Afinal, o capitalismo monopolista e o neocolonialismo econômico que regem o mundo hoje e aos quais estão submetidos os países de economia primária, dependente e subdesenvolvida, são razões para serem estes também os países da fome. Neste quadro, encontram-se nações da África, do Oriente Médio, da Ásia do Sul e do Leste, da América Latina e do Caribe.
Assim sendo, para combatermos o subdesenvolvimento e a fome, precisamos traçar uma estratégia global de desenvolvimento, capaz de mobilizar todos os fatores de produção para o interesse coletivo. Josué de Castro preconiza que a condição de subdesenvolvido é resultado da má utilização dos recursos naturais e humanos. Desse modo, somente a expansão econômica não possibilita as mudanças necessárias ao processo de integração e interação dos diversos grupos de seres humanos, desenvolvidos ou não, dentro de um sistema macroeconômico integrado que garanta condições sociais dignas a todos.
Há de se observar, ainda, que o estágio de subdesenvolvimento implica também uma forma de sub-educação. Para combatê-la, é preciso educar bem e formar o espírito dos homens, fazendo com que sejamos capazes de ousar, pensar, refletir e passar à ação. Assim, poderemos alcançar uma economia baseada no desenvolvimento humano e equilibrada. Essa é a verdade de Josué.
Para tanto, são necessárias mudanças de comportamento e medidas convergentes por parte dos países ricos e dos periféricos, em prol do verdadeiro desenvolvimento: o do homem. O cérebro humano deve ser a fábrica e o homem, o fator e o beneficitário desse desenvolvimento. Afinal, os produtos é que devem estar a serviço da humanidade, e não inverso. Não podemos reificar a grandeza humana.

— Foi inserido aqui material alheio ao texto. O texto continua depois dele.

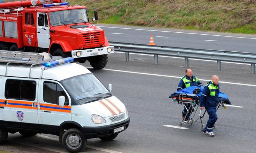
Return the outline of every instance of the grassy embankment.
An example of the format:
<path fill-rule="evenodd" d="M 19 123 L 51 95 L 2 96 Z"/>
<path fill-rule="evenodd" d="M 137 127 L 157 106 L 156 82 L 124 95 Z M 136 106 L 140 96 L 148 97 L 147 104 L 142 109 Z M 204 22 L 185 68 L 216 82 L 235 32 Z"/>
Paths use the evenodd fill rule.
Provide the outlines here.
<path fill-rule="evenodd" d="M 68 0 L 99 23 L 256 34 L 255 0 Z"/>

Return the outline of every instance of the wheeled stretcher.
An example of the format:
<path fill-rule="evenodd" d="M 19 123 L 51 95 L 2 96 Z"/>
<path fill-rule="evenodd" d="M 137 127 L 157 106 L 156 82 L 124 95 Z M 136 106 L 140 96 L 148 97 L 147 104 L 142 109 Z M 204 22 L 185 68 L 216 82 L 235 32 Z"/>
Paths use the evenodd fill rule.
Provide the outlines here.
<path fill-rule="evenodd" d="M 180 94 L 177 96 L 172 99 L 173 101 L 177 102 L 181 104 L 183 103 L 184 106 L 187 110 L 187 113 L 184 118 L 180 122 L 180 127 L 181 127 L 183 124 L 189 124 L 192 125 L 193 123 L 196 122 L 198 119 L 199 117 L 196 120 L 194 119 L 199 106 L 199 97 L 198 95 L 196 94 Z M 189 104 L 188 108 L 187 106 L 185 104 L 186 103 Z M 188 120 L 186 120 L 187 116 L 189 113 L 190 114 L 189 118 Z"/>
<path fill-rule="evenodd" d="M 216 108 L 216 111 L 217 110 L 219 109 L 221 109 L 223 108 L 224 109 L 226 109 L 226 106 L 225 106 L 225 103 L 223 101 L 221 101 L 219 103 L 219 104 L 218 105 L 218 106 L 217 106 L 217 108 Z M 204 109 L 204 111 L 203 112 L 203 113 L 202 113 L 203 110 L 202 109 L 200 109 L 200 112 L 199 113 L 199 118 L 200 119 L 200 121 L 201 122 L 201 130 L 203 130 L 203 125 L 206 125 L 206 123 L 203 123 L 203 122 L 202 121 L 202 118 L 203 118 L 204 116 L 204 115 L 205 114 L 205 113 L 206 113 L 206 110 Z M 202 115 L 201 115 L 201 114 L 202 114 Z M 215 128 L 216 127 L 216 125 L 215 124 L 213 125 L 213 128 Z"/>

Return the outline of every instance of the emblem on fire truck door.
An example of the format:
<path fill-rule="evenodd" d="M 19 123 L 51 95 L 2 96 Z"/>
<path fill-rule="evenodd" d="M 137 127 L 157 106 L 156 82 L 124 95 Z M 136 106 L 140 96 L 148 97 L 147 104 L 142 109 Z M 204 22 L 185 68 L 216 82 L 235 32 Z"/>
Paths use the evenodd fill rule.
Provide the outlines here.
<path fill-rule="evenodd" d="M 17 112 L 17 117 L 19 121 L 22 121 L 23 120 L 24 113 L 22 111 L 18 111 Z"/>
<path fill-rule="evenodd" d="M 30 45 L 31 45 L 31 44 L 32 43 L 32 40 L 31 40 L 31 38 L 28 38 L 28 44 Z"/>

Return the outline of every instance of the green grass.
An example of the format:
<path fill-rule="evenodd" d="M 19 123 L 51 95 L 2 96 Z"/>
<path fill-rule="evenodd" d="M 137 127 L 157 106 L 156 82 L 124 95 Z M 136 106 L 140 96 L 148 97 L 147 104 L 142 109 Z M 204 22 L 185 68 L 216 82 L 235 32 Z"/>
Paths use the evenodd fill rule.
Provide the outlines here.
<path fill-rule="evenodd" d="M 256 34 L 256 0 L 68 0 L 99 23 Z"/>

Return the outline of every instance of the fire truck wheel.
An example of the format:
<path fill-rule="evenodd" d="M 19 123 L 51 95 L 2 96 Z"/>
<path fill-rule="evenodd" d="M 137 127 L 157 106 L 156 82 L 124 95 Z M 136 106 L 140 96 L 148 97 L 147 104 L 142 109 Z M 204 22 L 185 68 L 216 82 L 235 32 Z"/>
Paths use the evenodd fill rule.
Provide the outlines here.
<path fill-rule="evenodd" d="M 37 134 L 37 133 L 19 132 L 20 134 L 24 137 L 30 137 L 33 136 Z"/>
<path fill-rule="evenodd" d="M 115 138 L 117 136 L 117 135 L 118 135 L 118 133 L 114 134 L 107 137 L 101 137 L 99 138 L 103 141 L 111 141 L 115 139 Z"/>
<path fill-rule="evenodd" d="M 70 56 L 69 55 L 68 53 L 65 52 L 62 48 L 58 48 L 53 51 L 53 55 L 56 56 L 61 56 L 63 58 L 69 57 Z"/>
<path fill-rule="evenodd" d="M 8 137 L 8 132 L 3 130 L 0 130 L 0 144 L 4 143 Z"/>
<path fill-rule="evenodd" d="M 9 47 L 5 44 L 0 42 L 0 50 L 9 50 Z"/>
<path fill-rule="evenodd" d="M 88 61 L 94 69 L 103 69 L 106 66 L 108 63 L 108 55 L 92 56 Z"/>
<path fill-rule="evenodd" d="M 87 139 L 79 129 L 71 128 L 64 132 L 62 141 L 63 147 L 68 151 L 78 152 L 85 149 Z"/>
<path fill-rule="evenodd" d="M 13 44 L 11 46 L 9 50 L 12 51 L 23 51 L 23 49 L 18 47 L 18 46 L 16 44 Z"/>

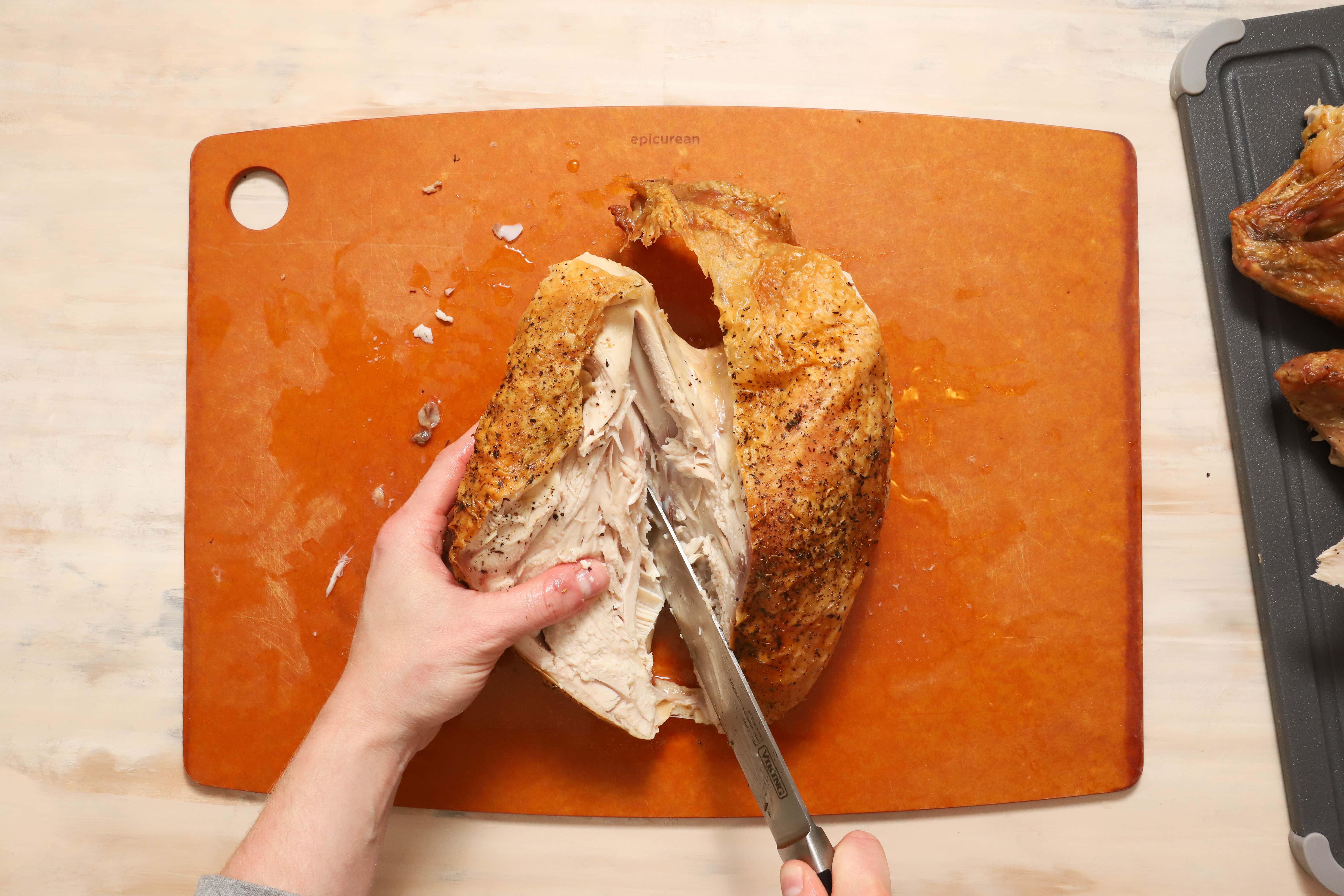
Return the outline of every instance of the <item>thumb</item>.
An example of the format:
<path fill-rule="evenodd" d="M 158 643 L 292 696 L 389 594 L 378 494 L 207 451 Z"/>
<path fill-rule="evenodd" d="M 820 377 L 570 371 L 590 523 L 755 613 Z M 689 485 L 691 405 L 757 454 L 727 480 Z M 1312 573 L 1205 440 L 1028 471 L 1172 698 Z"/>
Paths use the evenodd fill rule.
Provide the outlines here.
<path fill-rule="evenodd" d="M 578 613 L 607 584 L 606 564 L 579 560 L 551 567 L 508 591 L 496 591 L 487 599 L 495 630 L 505 643 Z"/>
<path fill-rule="evenodd" d="M 821 879 L 809 865 L 790 858 L 780 869 L 780 893 L 782 896 L 827 896 L 827 888 L 821 885 Z"/>

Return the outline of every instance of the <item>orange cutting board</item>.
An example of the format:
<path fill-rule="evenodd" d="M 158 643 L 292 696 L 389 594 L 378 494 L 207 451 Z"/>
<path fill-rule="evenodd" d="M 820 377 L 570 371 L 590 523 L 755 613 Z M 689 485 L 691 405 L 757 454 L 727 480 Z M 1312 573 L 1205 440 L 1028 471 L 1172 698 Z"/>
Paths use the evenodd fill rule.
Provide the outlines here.
<path fill-rule="evenodd" d="M 228 210 L 231 183 L 253 167 L 289 187 L 288 212 L 263 231 Z M 276 782 L 340 676 L 379 525 L 485 408 L 548 265 L 583 251 L 642 265 L 673 322 L 703 325 L 696 278 L 621 255 L 607 206 L 646 177 L 784 193 L 798 242 L 839 259 L 882 322 L 898 429 L 880 545 L 829 668 L 774 725 L 808 806 L 870 813 L 1133 785 L 1133 148 L 1067 128 L 727 107 L 383 118 L 196 146 L 191 776 L 255 791 Z M 442 189 L 425 193 L 434 181 Z M 524 228 L 516 242 L 493 236 L 512 223 Z M 433 345 L 411 336 L 418 324 Z M 418 447 L 415 411 L 431 398 L 444 420 Z M 379 486 L 391 508 L 375 502 Z M 660 668 L 675 665 L 671 641 Z M 512 652 L 415 758 L 396 802 L 758 814 L 714 728 L 671 720 L 636 740 Z"/>

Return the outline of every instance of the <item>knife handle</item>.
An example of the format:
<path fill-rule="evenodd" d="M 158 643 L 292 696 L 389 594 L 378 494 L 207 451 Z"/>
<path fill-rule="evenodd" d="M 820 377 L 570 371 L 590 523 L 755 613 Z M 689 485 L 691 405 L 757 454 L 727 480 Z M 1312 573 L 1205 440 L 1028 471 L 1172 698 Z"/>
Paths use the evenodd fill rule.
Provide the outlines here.
<path fill-rule="evenodd" d="M 789 861 L 798 858 L 806 862 L 812 870 L 817 872 L 821 885 L 831 892 L 831 860 L 836 850 L 827 838 L 827 832 L 817 827 L 817 822 L 808 819 L 808 833 L 788 846 L 780 849 L 780 858 Z"/>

Ademais, o problema da fome não é apenas de produção insuficiente, mas também a forma como está organizado o aumento da oferta. Nisso reside a raiz da exclusão social que conduz à fome. É necessário, portanto, que toda a população do globo disponha de poder de compra para adquirir os alimentos.
Desse modo, uma agricultura de estrutura feudal constitui um fator negativo para o abastecimento do país. É um regime inadequado de propriedade e que ainda predomina no Brasil, pois as relações de trabalho estão socialmente superadas e não há utilização da potencialidade dos solos.
Assim, os latifúndios representam essa estrutura, marcadamente medieval. Isso acarreta também a existência de grandes massas de sem-terra, trabalhadores de terra alheia assalariados ou até mesmo escravizados e explorados por esta engrenagem feudal. O minifúndio, por sua vez, conota uma exploração antieconômica da terra, caracterizando uma miséria crônica, sustentada pelas culturas de subsistência que, às vezes, não garantem, sequer, o sustento da família.
Diante de tais pressupostos, a Reforma Agrária é uma necessidade imediata no combate à fome. Ela não deve, todavia, reduzir-se simplesmente à desapropriação e à distribuição de terras. Outras ações são necessárias. Precisamos de uma revisão das relações jurídico-econômicas entre aqueles que detêm a propriedade agrícola e os que exercem as atividades rurais. Afinal, todos devem ser beneficitários dessa ainda utópica Reforma.
Essa utopia só se realizaria, de fato, se houvesse um equilíbrio econômico global que garantisse a segurança social do homem. É o que defende Josué de Castro. Para ele, o fosso econômico que polariza a humanidade em dois grupos: os que não comem e os que não dormem, pode causar um colapso ainda maior que o provocado pelas bombas atômicas.
Lutar contra a ordem econômica capitalista, consumista e excludente que aí está é uma tarefa árdua e difícil. Mas acreditamos que Canaã é possível. Assim como o Josué bíblico foi escolhido para habitar a Terra Prometida, o nosso Josué brasileiro atravessou mangues e oceanos para semear em nós a fé no homem. Semeou também a crença em um mundo melhor, uma terra em que a fome seja apenas uma palavra estranha no dicionário da humanidade.